I think you should reduce start-up time by using the described methodology. However, in order to get more fine-grained approach you can add the following link at the beginning of the very same file ~.zshrc

zmodload zsh/zprof

And add the next line add the end of the same file.

zprof

Close and save and get a new terminal you should learn more details with. Take your time to analyse the output…

zsh_start_up.jpg
Output of ZSH’s startup via zprof
![](/public/uploads/2019/09/Screenshot-2019-09-05-at-15.14.58.png)

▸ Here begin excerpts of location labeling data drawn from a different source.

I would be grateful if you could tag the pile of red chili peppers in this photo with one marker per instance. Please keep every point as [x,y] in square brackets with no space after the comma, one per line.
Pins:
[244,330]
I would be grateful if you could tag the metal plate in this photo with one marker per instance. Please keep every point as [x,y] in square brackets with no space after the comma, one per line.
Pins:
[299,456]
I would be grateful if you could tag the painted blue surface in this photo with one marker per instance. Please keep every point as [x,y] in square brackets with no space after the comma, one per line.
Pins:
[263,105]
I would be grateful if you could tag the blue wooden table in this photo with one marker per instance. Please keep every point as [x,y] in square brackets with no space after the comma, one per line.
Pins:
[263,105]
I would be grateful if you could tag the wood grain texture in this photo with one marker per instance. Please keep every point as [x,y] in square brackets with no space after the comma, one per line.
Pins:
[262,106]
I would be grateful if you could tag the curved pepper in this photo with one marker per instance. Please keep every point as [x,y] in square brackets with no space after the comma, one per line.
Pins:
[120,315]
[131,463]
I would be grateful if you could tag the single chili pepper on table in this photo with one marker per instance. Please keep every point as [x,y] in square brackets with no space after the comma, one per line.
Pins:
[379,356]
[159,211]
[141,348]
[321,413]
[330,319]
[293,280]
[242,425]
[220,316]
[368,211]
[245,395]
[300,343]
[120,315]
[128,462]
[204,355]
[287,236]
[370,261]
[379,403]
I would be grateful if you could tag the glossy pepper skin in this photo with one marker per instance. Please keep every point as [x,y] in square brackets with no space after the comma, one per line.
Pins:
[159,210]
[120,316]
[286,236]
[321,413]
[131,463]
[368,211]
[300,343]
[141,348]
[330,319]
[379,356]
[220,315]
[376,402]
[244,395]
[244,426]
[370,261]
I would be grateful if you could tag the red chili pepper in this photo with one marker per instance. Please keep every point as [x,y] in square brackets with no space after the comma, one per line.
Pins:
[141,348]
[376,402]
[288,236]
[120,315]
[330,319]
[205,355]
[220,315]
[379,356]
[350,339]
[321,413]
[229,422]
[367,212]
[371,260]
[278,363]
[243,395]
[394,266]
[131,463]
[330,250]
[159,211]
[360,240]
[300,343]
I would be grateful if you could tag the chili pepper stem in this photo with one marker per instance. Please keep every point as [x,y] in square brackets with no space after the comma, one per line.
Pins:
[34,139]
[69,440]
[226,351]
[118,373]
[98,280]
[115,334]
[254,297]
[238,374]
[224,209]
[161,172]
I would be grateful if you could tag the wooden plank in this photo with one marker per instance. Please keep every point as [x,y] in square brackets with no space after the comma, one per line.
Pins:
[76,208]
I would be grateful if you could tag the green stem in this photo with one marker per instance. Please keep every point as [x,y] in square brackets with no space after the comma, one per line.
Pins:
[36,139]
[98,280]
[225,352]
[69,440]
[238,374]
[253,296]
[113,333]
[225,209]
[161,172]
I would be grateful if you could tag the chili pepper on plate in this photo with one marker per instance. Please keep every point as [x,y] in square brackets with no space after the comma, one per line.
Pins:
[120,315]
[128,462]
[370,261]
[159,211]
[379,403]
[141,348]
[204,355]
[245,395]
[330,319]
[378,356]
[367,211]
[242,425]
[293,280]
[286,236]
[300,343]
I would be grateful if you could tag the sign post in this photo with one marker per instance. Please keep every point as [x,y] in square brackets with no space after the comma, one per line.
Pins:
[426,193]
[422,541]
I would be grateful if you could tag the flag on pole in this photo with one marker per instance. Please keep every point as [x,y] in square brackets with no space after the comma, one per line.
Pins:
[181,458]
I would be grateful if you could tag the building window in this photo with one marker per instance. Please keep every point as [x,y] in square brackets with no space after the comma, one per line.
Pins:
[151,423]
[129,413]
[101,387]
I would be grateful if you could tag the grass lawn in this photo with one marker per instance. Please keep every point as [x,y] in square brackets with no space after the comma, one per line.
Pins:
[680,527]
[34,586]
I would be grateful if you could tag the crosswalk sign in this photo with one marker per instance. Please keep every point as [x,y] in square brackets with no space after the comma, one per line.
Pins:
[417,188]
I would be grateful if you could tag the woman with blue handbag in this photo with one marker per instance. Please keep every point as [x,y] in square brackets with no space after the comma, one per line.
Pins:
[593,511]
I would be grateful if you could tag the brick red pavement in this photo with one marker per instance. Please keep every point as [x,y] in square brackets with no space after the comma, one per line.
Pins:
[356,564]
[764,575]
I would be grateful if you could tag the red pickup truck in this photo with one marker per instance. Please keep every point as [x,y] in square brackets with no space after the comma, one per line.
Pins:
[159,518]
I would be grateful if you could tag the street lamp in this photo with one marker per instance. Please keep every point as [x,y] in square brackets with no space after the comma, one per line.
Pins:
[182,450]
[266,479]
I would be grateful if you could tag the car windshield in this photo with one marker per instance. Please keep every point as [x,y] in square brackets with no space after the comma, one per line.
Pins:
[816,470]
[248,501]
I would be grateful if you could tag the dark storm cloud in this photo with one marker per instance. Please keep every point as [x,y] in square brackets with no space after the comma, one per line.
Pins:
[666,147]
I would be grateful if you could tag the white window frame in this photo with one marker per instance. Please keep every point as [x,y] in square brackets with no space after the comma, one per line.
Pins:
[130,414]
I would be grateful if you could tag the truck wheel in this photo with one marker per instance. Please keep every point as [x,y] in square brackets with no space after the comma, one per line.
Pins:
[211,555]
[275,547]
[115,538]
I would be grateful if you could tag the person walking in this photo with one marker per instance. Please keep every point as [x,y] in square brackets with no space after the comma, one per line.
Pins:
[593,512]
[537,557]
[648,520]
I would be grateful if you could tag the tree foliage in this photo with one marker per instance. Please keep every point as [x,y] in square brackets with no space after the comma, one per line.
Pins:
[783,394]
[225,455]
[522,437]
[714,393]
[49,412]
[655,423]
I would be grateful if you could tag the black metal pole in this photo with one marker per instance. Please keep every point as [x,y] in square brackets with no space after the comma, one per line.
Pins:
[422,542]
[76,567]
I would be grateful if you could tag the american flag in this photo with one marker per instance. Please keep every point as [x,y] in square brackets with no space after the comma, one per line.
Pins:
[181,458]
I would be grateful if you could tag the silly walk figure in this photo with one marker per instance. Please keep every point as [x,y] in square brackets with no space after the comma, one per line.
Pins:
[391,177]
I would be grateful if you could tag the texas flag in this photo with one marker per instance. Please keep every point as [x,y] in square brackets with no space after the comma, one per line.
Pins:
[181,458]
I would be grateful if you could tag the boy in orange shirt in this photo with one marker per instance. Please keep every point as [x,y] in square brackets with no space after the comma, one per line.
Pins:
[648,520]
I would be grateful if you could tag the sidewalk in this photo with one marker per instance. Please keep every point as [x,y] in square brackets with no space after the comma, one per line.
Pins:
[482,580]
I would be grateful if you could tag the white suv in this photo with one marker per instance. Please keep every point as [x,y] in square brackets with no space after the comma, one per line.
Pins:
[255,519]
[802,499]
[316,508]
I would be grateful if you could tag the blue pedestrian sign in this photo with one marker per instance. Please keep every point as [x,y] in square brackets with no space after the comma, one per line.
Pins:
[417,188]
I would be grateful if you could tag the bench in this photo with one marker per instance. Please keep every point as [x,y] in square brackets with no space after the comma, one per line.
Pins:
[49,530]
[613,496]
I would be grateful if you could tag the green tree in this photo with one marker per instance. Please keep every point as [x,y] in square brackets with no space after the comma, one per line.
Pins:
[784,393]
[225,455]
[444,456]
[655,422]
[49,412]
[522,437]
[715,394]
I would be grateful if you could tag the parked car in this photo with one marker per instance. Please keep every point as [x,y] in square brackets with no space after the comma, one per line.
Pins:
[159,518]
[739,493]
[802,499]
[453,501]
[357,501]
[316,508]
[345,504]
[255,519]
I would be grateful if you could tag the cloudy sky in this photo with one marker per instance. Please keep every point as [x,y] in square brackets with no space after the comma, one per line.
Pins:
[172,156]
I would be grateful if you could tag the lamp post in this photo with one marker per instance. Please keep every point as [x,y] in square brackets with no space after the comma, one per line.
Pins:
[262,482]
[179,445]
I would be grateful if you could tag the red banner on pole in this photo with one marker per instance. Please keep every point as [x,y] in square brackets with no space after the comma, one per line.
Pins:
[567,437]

Again in my case, I can see compinit takes so much time to load. For that I did a bit of googling and reached the following url:

https://gist.github.com/ctechols/ca1035271ad134841284

As aksh1618 indicated, I edited oh-my-zsh.sh file what is stored in ~/.oh-my-zsh/oh-my-zsh.sh. First I found the following line:

# Else, enable and cache completions to the desired file. else compinit -d "${ZSH_COMPDUMP}" fi else compinit -i -d "${ZSH_COMPDUMP}" fi

And changed to

# Else, enable and cache completions to the desired file. else compinit -C -d "${ZSH_COMPDUMP}" fi else compinit -C -d "${ZSH_COMPDUMP}" fi

Moreover, add the following line to ~/.oh-my-zsh/oh-my-zsh.sh

find $HOME -maxdepth 1 -iname '.zcompdump*' -mtime 1 -delete | grep -q "." && source $HOME/.zshrc

As aksh1618, this will make oh-my-zsh.sh recreate any compdump older than a day. In my case, you can see the startup performance improved (check compinit). After your debug finished, you can remove related zprof lines (at the beginning/end your ~.zshrc) in order to stop printing debug information.